Ghost Stories of an Antiquary

THE MEZZOTINT

This looked like business, and, indeed, Mr Green on his return at once identified the house as Anningley Hall.

'Is there any kind of explanation of the figure, Green?' was the question which Williams naturally asked.

'I don't know, I'm sure, Williams. What used to be said in the place when I first knew it, which was before I came up here, was just this: old Francis was always very much down on these poaching fellows, and whenever he got a chance he used to get a man whom he suspected of it turned off the estate, and by degrees he got rid of them all but one. Squires could do a lot of things then that they daren't think of now. Well, this man that was left was what you find pretty often in that country--the last remains of a very old family. I believe they were Lords of the Manor at one time. I recollect just the same thing in my own parish.'

'What, like the man in _Tess o' the Durbervilles_?' Williams put in.
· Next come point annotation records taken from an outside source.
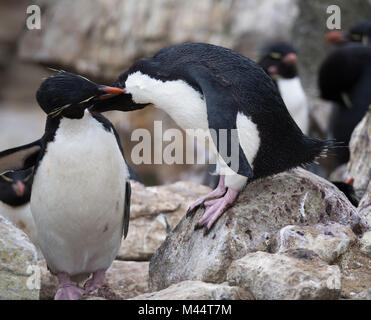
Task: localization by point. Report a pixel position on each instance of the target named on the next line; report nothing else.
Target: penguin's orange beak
(18, 188)
(335, 37)
(290, 58)
(109, 92)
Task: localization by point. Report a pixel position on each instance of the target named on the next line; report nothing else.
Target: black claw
(191, 212)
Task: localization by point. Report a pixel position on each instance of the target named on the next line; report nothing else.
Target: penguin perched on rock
(203, 86)
(345, 79)
(80, 197)
(279, 61)
(15, 194)
(359, 33)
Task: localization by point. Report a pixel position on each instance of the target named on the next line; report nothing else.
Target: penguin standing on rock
(203, 86)
(15, 194)
(279, 61)
(80, 197)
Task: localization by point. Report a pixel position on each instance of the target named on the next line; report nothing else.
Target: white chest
(295, 100)
(21, 217)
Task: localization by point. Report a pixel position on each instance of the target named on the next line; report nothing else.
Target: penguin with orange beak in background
(279, 60)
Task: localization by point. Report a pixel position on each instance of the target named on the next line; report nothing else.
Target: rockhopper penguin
(80, 197)
(15, 194)
(279, 61)
(345, 79)
(359, 33)
(203, 86)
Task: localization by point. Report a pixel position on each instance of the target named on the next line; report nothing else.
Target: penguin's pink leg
(96, 281)
(217, 209)
(67, 289)
(218, 192)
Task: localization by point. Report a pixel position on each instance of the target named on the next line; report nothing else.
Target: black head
(359, 33)
(15, 187)
(67, 95)
(279, 59)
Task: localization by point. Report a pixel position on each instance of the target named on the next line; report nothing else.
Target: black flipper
(20, 158)
(221, 114)
(127, 209)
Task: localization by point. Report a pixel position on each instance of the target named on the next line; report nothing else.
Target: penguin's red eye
(276, 55)
(7, 179)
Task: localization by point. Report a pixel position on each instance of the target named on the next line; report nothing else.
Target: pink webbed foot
(218, 192)
(67, 290)
(215, 208)
(96, 281)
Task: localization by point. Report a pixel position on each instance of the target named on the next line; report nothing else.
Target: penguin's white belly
(78, 197)
(295, 100)
(21, 217)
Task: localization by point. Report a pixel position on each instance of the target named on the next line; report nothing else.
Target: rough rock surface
(359, 166)
(298, 274)
(365, 243)
(363, 295)
(124, 280)
(18, 261)
(328, 241)
(364, 207)
(263, 208)
(154, 212)
(355, 268)
(198, 290)
(102, 42)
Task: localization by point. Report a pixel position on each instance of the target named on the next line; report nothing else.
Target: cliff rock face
(101, 38)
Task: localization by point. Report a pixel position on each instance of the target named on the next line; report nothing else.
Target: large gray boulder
(359, 167)
(198, 290)
(252, 224)
(329, 241)
(298, 274)
(154, 212)
(19, 278)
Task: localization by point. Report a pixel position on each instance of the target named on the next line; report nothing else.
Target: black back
(244, 86)
(273, 54)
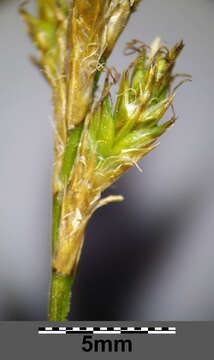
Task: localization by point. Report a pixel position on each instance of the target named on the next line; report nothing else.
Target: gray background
(148, 258)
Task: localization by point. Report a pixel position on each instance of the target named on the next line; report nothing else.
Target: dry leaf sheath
(95, 142)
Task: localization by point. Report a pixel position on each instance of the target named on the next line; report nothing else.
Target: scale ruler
(106, 330)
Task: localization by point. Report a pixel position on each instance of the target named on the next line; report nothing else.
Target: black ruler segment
(108, 330)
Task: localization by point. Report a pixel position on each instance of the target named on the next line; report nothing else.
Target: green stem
(60, 288)
(59, 303)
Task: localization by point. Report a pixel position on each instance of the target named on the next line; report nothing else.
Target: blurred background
(148, 258)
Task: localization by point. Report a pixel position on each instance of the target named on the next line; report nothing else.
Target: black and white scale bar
(106, 330)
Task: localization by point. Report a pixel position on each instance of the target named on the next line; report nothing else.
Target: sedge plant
(95, 139)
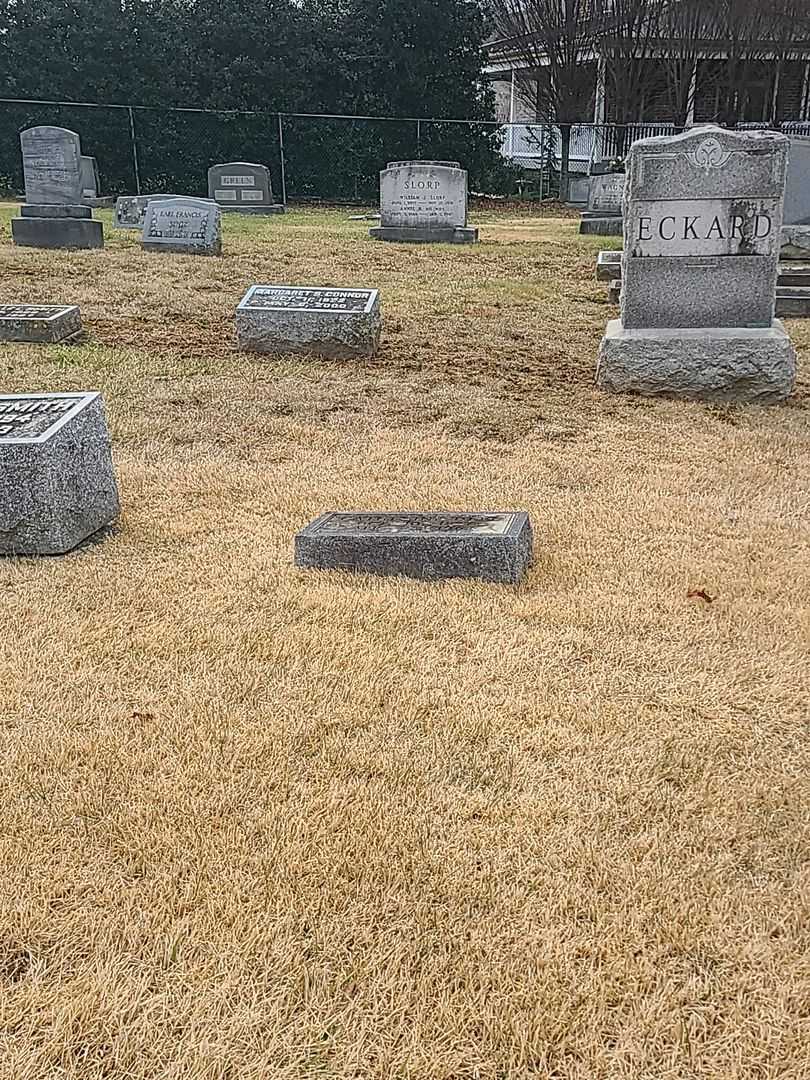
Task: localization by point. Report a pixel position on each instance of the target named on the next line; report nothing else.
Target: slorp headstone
(184, 226)
(702, 224)
(423, 202)
(57, 485)
(338, 323)
(241, 187)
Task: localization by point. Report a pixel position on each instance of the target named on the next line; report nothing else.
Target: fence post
(134, 151)
(282, 161)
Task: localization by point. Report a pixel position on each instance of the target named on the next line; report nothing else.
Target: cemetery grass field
(259, 823)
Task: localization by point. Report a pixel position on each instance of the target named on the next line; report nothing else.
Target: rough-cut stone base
(53, 210)
(56, 232)
(602, 227)
(495, 547)
(259, 211)
(712, 364)
(41, 323)
(331, 334)
(55, 495)
(457, 235)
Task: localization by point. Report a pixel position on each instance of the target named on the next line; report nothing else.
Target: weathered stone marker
(703, 219)
(337, 323)
(54, 215)
(183, 225)
(423, 202)
(39, 322)
(490, 547)
(241, 187)
(57, 485)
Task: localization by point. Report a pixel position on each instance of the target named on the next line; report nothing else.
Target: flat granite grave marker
(57, 485)
(184, 226)
(39, 322)
(337, 323)
(703, 219)
(54, 215)
(242, 187)
(423, 202)
(490, 547)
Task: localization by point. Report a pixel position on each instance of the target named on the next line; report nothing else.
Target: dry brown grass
(262, 824)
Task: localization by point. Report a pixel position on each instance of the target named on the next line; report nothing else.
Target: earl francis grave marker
(57, 485)
(702, 230)
(337, 323)
(423, 202)
(183, 225)
(490, 547)
(242, 187)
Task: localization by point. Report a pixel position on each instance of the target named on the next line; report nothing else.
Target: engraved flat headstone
(490, 547)
(337, 323)
(242, 187)
(185, 226)
(51, 165)
(423, 202)
(57, 485)
(39, 322)
(702, 227)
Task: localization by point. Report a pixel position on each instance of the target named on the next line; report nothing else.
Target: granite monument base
(489, 547)
(602, 226)
(57, 485)
(401, 234)
(71, 232)
(710, 364)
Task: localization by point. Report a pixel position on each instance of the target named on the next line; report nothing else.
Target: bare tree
(551, 43)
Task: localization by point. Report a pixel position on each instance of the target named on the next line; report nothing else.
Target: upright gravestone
(241, 187)
(702, 224)
(423, 202)
(604, 214)
(57, 485)
(183, 225)
(53, 215)
(338, 323)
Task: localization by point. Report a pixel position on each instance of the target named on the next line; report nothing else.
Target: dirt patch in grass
(259, 822)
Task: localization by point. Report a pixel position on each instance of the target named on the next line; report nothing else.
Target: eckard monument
(702, 233)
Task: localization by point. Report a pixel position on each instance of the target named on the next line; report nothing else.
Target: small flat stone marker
(336, 323)
(39, 322)
(489, 547)
(57, 486)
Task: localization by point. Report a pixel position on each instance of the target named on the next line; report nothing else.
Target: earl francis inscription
(337, 323)
(57, 485)
(490, 547)
(702, 235)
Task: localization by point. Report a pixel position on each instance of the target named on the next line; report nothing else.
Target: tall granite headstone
(423, 202)
(54, 215)
(241, 187)
(702, 225)
(184, 226)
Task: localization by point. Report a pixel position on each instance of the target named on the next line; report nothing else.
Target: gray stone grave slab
(55, 232)
(184, 226)
(51, 165)
(242, 187)
(422, 203)
(57, 485)
(702, 229)
(39, 322)
(337, 323)
(488, 547)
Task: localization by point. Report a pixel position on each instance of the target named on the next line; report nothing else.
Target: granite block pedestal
(57, 485)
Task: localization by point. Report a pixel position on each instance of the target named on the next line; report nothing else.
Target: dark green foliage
(378, 57)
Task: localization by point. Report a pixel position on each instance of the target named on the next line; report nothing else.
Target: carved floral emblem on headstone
(710, 154)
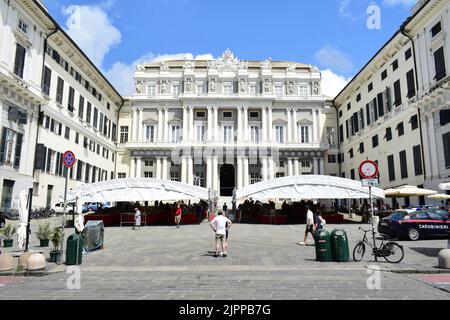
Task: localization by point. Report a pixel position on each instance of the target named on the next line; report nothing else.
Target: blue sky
(331, 34)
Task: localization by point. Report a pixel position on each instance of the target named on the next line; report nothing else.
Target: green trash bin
(339, 246)
(74, 251)
(323, 246)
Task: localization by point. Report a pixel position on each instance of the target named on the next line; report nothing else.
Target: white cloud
(92, 29)
(333, 83)
(121, 74)
(333, 58)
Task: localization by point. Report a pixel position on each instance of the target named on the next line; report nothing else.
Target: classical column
(215, 169)
(240, 174)
(296, 167)
(185, 124)
(270, 138)
(139, 167)
(190, 169)
(216, 125)
(209, 173)
(289, 126)
(322, 166)
(166, 125)
(245, 126)
(132, 167)
(315, 166)
(290, 168)
(184, 169)
(210, 124)
(246, 174)
(160, 125)
(191, 124)
(295, 136)
(158, 169)
(165, 172)
(141, 125)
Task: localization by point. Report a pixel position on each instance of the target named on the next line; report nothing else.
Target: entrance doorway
(227, 180)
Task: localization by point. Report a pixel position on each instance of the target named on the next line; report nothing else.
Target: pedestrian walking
(220, 226)
(137, 219)
(309, 225)
(178, 214)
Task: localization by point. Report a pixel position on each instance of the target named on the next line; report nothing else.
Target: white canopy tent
(309, 187)
(141, 189)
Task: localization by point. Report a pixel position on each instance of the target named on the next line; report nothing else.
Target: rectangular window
(408, 54)
(391, 168)
(60, 91)
(375, 141)
(70, 104)
(397, 93)
(47, 81)
(123, 134)
(403, 165)
(411, 84)
(19, 62)
(436, 29)
(439, 63)
(446, 141)
(418, 168)
(304, 134)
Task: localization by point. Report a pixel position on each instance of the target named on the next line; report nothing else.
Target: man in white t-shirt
(220, 226)
(309, 224)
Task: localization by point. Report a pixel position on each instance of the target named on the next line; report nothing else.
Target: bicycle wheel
(396, 250)
(359, 251)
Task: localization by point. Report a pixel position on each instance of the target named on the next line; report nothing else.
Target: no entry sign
(69, 159)
(368, 170)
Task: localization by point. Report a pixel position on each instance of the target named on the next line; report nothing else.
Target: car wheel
(413, 234)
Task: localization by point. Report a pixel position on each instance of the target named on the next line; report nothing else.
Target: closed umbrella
(23, 217)
(445, 186)
(408, 191)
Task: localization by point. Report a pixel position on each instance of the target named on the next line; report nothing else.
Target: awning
(309, 187)
(141, 189)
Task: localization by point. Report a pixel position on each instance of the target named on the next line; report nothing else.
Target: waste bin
(74, 251)
(323, 246)
(339, 246)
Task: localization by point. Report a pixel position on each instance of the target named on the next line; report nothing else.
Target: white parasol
(23, 217)
(408, 191)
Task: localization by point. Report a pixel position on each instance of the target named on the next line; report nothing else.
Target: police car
(415, 224)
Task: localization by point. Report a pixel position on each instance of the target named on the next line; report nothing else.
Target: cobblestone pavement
(265, 262)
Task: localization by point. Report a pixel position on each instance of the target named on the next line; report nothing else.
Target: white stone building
(379, 116)
(431, 34)
(226, 123)
(22, 33)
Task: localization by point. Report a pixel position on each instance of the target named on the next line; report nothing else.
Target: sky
(338, 36)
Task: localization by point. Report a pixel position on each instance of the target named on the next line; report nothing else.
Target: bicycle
(392, 252)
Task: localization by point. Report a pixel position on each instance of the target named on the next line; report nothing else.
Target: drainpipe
(117, 137)
(406, 34)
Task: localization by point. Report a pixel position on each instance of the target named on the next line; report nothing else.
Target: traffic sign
(370, 182)
(69, 159)
(368, 170)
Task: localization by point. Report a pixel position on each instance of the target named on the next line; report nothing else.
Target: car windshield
(397, 215)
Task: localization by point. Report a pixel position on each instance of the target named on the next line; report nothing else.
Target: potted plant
(7, 234)
(44, 234)
(55, 255)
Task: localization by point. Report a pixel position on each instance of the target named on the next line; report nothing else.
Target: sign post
(369, 172)
(69, 162)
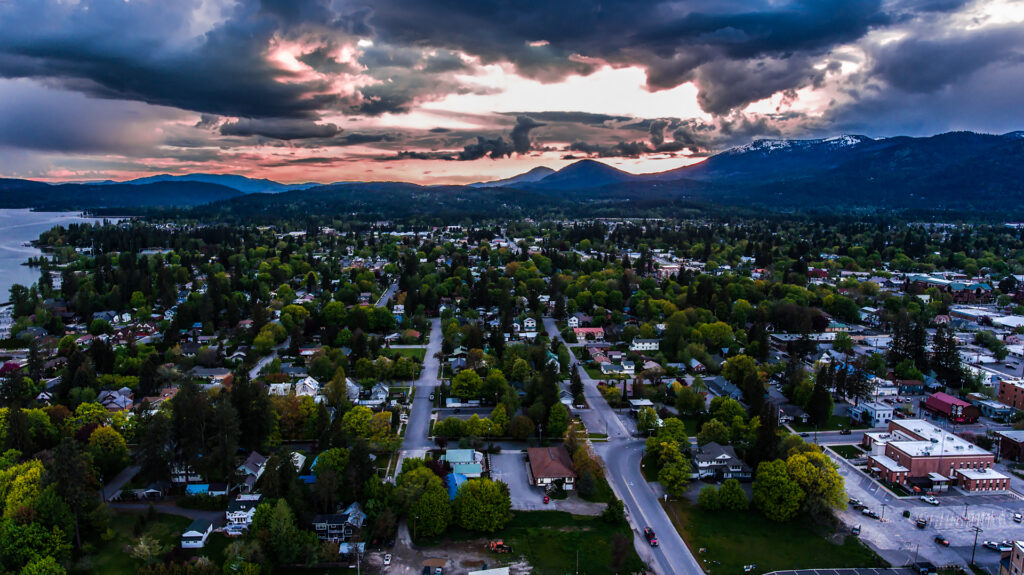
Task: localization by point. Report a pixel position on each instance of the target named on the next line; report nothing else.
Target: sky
(449, 91)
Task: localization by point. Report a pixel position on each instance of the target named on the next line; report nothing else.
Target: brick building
(918, 453)
(1012, 393)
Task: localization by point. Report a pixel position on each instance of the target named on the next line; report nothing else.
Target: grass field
(550, 541)
(848, 451)
(835, 423)
(415, 353)
(732, 539)
(111, 557)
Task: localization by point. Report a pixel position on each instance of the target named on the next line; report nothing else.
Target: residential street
(416, 442)
(622, 456)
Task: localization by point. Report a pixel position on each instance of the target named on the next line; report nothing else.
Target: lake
(17, 227)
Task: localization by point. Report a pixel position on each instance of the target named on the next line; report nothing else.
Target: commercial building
(873, 413)
(548, 465)
(918, 453)
(1012, 393)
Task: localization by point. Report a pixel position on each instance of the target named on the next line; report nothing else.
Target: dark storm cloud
(916, 64)
(282, 129)
(619, 149)
(572, 117)
(520, 133)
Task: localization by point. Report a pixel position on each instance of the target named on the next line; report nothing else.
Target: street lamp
(976, 530)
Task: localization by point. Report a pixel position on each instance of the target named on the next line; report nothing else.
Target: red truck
(952, 408)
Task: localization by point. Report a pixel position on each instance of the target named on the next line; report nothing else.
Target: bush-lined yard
(732, 539)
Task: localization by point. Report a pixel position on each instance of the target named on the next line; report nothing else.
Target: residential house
(340, 526)
(119, 400)
(465, 461)
(720, 462)
(550, 465)
(307, 387)
(640, 345)
(240, 512)
(196, 534)
(252, 469)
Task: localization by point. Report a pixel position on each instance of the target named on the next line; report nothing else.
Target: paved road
(216, 518)
(119, 481)
(386, 296)
(416, 442)
(622, 456)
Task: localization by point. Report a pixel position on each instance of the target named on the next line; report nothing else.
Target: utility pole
(976, 530)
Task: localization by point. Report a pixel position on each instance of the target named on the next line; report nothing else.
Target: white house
(308, 387)
(645, 345)
(240, 512)
(252, 469)
(197, 533)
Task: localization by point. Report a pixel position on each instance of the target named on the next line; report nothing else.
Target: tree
(775, 493)
(558, 421)
(431, 512)
(731, 496)
(820, 405)
(109, 451)
(499, 419)
(520, 428)
(146, 548)
(709, 499)
(646, 421)
(675, 477)
(356, 422)
(467, 385)
(482, 504)
(843, 343)
(946, 358)
(726, 409)
(818, 478)
(713, 431)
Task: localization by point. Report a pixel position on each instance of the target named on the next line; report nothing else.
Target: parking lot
(510, 467)
(898, 539)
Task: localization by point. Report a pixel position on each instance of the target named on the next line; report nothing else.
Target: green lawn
(733, 539)
(112, 558)
(415, 353)
(835, 423)
(550, 540)
(848, 451)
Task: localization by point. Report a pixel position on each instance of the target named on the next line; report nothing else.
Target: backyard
(549, 540)
(835, 423)
(725, 541)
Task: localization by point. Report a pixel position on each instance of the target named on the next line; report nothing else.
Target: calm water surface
(17, 227)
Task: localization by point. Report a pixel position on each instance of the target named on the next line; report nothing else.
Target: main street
(622, 454)
(415, 443)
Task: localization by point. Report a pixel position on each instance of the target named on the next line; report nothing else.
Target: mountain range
(961, 171)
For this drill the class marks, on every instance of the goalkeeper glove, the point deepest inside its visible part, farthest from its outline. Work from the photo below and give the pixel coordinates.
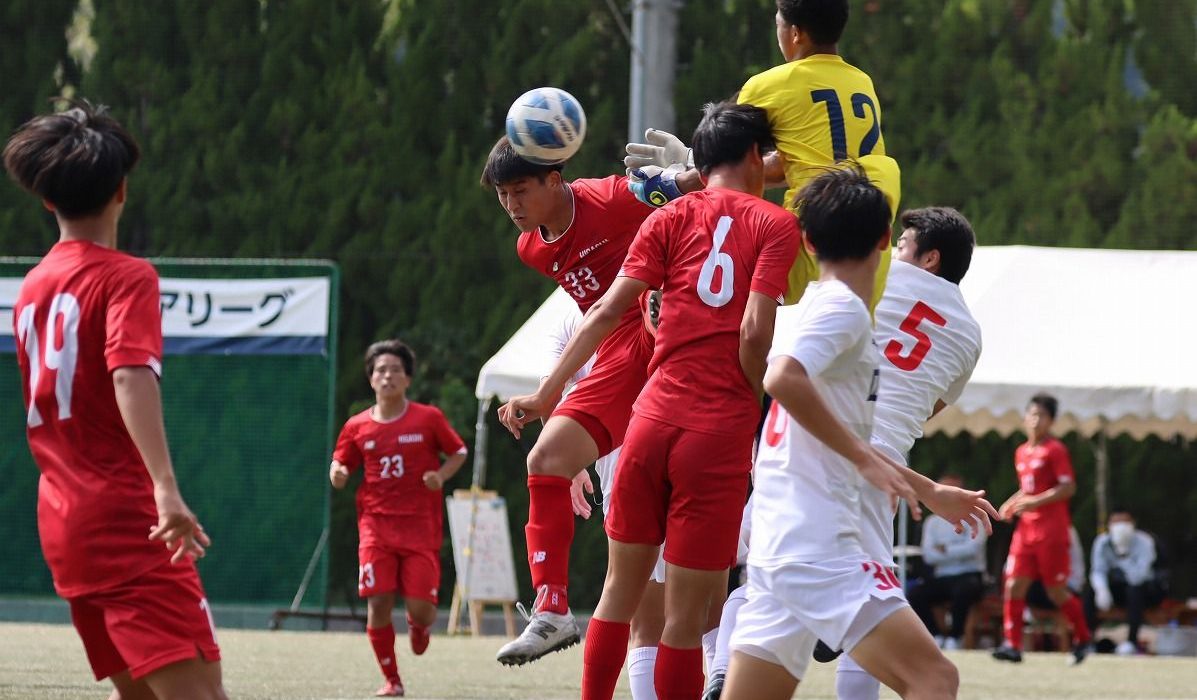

'Yes, I dare say; it's not a book I could ever read myself. But this fellow could show a row of tombs in the church there that belonged to his ancestors, and all that went to sour him a bit; but Francis, they said, could never get at him--he always kept just on the right side of the law--until one night the keepers found him at it in a wood right at the end of the estate. I could show you the place now; it marches with some land that used to belong to an uncle of mine. And you can imagine there was a row; and this man Gawdy (that was the name, to be sure--Gawdy; I thought I should get it--Gawdy), he was unlucky enough, poor chap! to shoot a keeper. Well, that was what Francis wanted, and grand juries--you know what they would have been then--and poor Gawdy was strung up in double-quick time; and I've been shown the place he was buried in, on the north side of the church--you know the way in that part of the world: anyone that's been hanged or made away with themselves, they bury them that side. And the idea was that some friend of Gawdy's--not a relation, because he had none, poor devil! he was the last of his line: kind of _spes ultima gentis_--must have planned to get hold of Francis's boy and put an end to _his_ line, too. I don't know--it's rather an out-of-the-way thing for an Essex poacher to think of--but, you know, I should say now it looks more as if old Gawdy had managed the job himself. Booh! I hate to think of it! have some whisky, Williams!'

The facts were communicated by Williams to Dennistoun, and by him to a mixed company, of which I was one, and the Sadducean Professor of Ophiology another. I am sorry to say that the latter when asked what he thought of it, only remarked: 'Oh, those Bridgeford people will say anything'--a sentiment which met with the reception it deserved.

I have only to add that the picture is now in the Ashleian Museum; that it has been treated with a view to discovering whether sympathetic ink has been used in it, but without effect; that Mr Britnell knew nothing of it save that he was sure it was uncommon; and that, though carefully watched, it has never been known to change again.